You get more of an essence of pork once you’ve smoked a pork butt than you do from straightforward cuts of pork.
The smoke enhances that flavor, while the cooking method turns the hard-working shoulder muscle into succulent, juicy, almost cut-with-a-spoon meat.
Ribs – whether pork or beef – are another great favorite for smoking, and the same pattern emerges. In themselves, they’re not that appealing.
They’re tough meat, attached to bones. Smoking them, then cooking them long and slow, turns them from throwaway cuts into the best things you could ever wish to taste. The smoke penetrates the meat, becoming a fundamental element of its flavor profile.
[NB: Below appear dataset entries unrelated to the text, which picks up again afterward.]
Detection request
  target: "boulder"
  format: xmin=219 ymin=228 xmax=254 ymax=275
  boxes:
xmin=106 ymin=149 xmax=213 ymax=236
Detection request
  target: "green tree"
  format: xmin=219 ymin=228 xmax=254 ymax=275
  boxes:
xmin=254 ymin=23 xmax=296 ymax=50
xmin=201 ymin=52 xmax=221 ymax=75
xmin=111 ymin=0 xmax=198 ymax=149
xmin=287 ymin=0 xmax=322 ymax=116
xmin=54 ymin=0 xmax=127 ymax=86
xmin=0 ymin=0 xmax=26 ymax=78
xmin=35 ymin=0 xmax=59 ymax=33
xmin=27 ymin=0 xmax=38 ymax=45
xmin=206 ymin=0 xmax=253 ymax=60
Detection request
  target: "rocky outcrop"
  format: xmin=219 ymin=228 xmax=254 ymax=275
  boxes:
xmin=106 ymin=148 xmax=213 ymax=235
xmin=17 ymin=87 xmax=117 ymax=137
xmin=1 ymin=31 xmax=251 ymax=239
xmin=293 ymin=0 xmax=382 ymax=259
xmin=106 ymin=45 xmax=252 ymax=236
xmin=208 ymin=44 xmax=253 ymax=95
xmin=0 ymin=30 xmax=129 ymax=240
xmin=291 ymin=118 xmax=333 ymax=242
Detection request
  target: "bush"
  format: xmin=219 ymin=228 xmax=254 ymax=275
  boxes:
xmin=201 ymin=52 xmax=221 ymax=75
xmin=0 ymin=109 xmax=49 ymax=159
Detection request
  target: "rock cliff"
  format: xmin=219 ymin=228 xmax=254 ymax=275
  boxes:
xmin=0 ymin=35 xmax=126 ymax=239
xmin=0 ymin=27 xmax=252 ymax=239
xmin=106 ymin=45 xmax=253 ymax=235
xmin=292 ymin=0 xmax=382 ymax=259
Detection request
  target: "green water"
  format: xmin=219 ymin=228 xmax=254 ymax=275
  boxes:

Then the cooking process loosens the fibres, melts the connective tissue into gelatine, which makes for a softer mouthfeel, renders any pockets or ribbons of fat in the flesh, and uses that liquified fat to spread the smoky flavor throughout the meat.
Perfectly cooked ribs should be good eats for Grandpa, even on days when he’s forgotten to bring his teeth to the table.
All The Rest Of The Meats
There are of course hundreds of other smoking options – we touched on some of them at the start. Smoked chicken and turkey are popular all year round in the US, but particularly in winter, when the smoked flavour keys in to festive memories of fires and warmth in a cold world.
Smoked salmon graces every boardroom in the land when big deals are struck. You can smoke venison too, for storage through a lean season as much as to improve the flavor. Venison, like many gamey meats, has the strength of flavor to stand up to and embrace the smoking process.
Overall though, the two kings of meat for smoking are pork and beef. Pork offers a whole myriad of ways to take on new flavors and textures with smoke.
Beef leads with its tougher cuts, the more tender meat being usually better when exposed to simpler cooking and preparation methods.
Best Meats to Smoke Takeaways
So what have we learned about the best meats for smoking?
- You can smoke any meat you have to hand, but the more delicate its native flavor, the cleverer you have to be in the smoking process to enhance, rather than to overpower, that flavor.
- The best meat for smoking is frequently meat that otherwise would be more difficult or less palatable to eat. Smoking – and then the slower cooking process – turns these harder cuts into tender flavor bombs
- Stronger flavored meats withstand the rigors of the smoking process better than delicate ones.
Ultimately, as the saying is, smoke ’em if you’ve got ’em – with a little skill and the right wood chips, there’s not a meat that can’t be enhanced with a smoky flavor.
But if you’re looking for the kings of the smoked meat world, then brisket, pork butt, and ribs have got you covered with lip-smacking, nose-twitching pleasure.